Meu balanço sobre os vencedores da Mostra Competitiva do 51o Festival de Brasília chega um tanto atrasado. Em parte, pelo tempo exíguo entre a premiação e o retorno ao lar, no dia seguinte, recomeçando a rotina de trabalhos pendentes; mas também, para evitar escrever "no calor da hora" e, de repente, ser injusta com certos filmes premiados ou mesmo com o júri oficial.

Praticamente, só assisti aos longas e curtas da Mostra Competitiva, abrindo espaço apenas para dois filmes da Paralela: os documentários "Fabiana" de Brunna Laboissière e "Humberto Mauro" de André di Mauro. Ambos, por sinal, bem realizados e merecem uma conferida quando entrarem em circuito.
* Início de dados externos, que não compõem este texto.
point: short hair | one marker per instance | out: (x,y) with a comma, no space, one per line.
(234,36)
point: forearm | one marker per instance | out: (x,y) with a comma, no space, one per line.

Quanto aos vencedores dos Candangos, nas principais categorias, prefiro evitar comentários mais extensos e apostar na precisão cirúrgica. Vamos lá:

De uma forma geral, achei as escolhas do Júri Oficial de Curta-metragem (Cristina Amaral, Juliana Rojas, Marcelo Lordello, Naná Baptista e Rafael Urban)  mais coerentes que as do Júri Oficial de Longa-metragem (Ismail Xavier, Sylvio Back, Ítala Nandi, Dácia Ibiapina, Humberto Carrão, Hernani Heffner e Sabrina Fidalgo) ainda assim, a opção de premiar "Conte Isso Àqueles que Dizem que Fomos Derrotado" como melhor curta, ao invés de "Guaxuma", surpreendeu a todos.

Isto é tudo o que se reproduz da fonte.